Libya's national production has been cut to between 600,000 and 700,000 bpd from more than one million bpd during the oil crescent clashes, but NOC Chairman Mustafa Sanalla said he was expecting a quick restart.

Production at AGOCO, an NOC subsidiary based in the east, has fallen from around 250,000 to 180,000, an oil official said on Thursday, due to power problems and to disruption at Ras Lanuf.

"Libyan production is very low but we are going to resume very soon," he told reporters in Vienna. "After a couple of days we will resume, we start our operations hopefully."

The NOC has blamed the attack on the terminals on militias led by Ibrahim Jathran, who blockaded oil crescent ports for several years before losing control of them in September 2016 to the LNA.

The LNA has said the Benghazi Defense Brigades (BDB), a coalition of anti-Haftar fighters that previously tried to advance on Benghazi and seized Ras Lanuf and Es Sider for 10 days in March 2017, were also involved.

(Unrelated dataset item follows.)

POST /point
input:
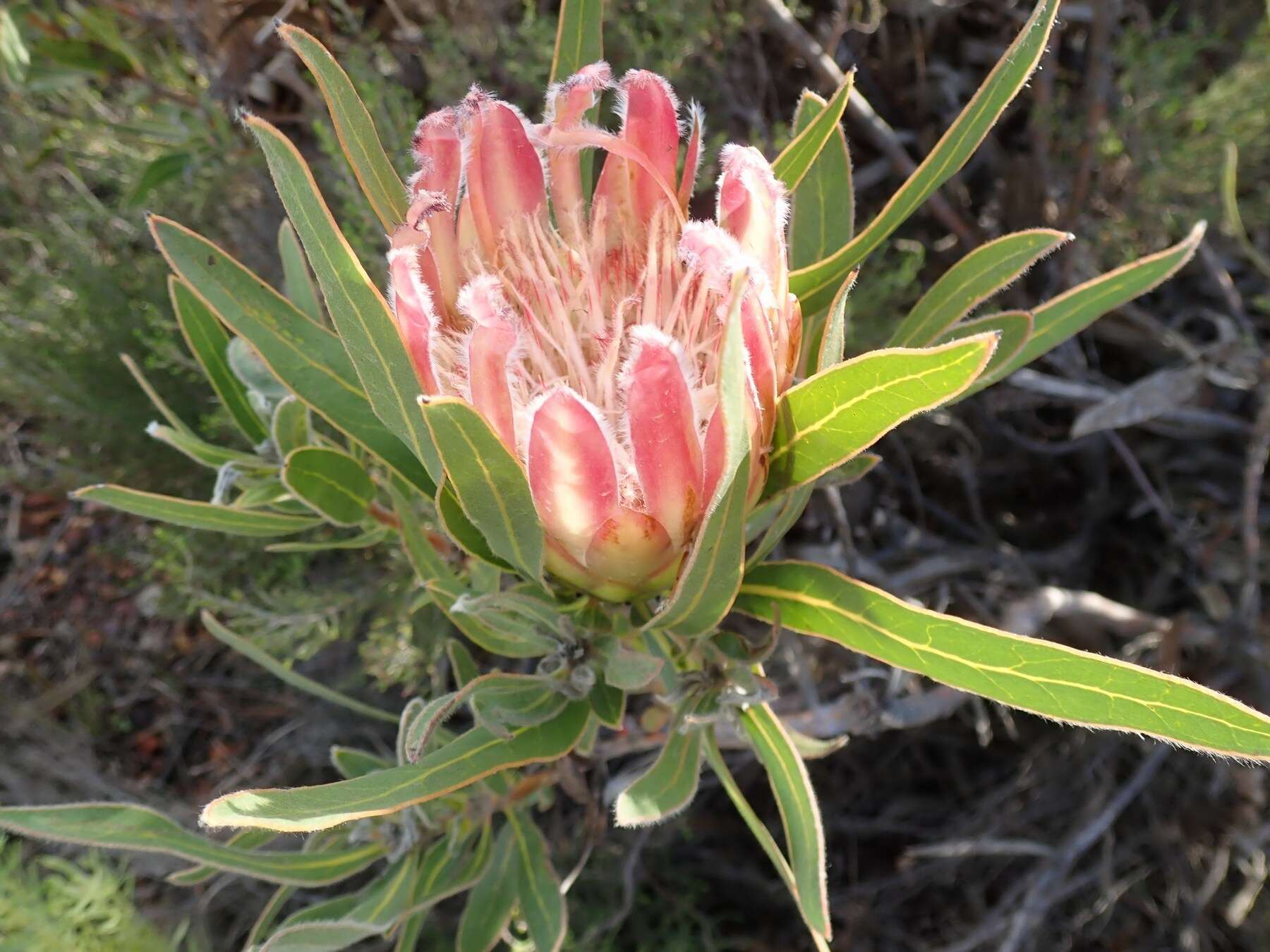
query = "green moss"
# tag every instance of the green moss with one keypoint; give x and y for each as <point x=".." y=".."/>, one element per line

Both sides have drawn on mercenaries recruited from Libya's south and from Chad and Sudan.

Jathran, who is from the oil crescent region, said he attacked the ports last week to "overturn injustice" against local residents by the LNA. The LNA was accused of abuses and mass arrests after using tribal alliances to win the ports two years ago.

Haftar is the dominant figure in eastern Libya, aligned with a government and parliament based in the east since 2014. Backed by regional allies including Egypt and the United Arab Emirates, he has controlled Benghazi, which lies northeast of the oil crescent, since late last year.

His forces have recently been stretched thin after launching a ground offensive last month to capture Derna, the only city in the east outside their control.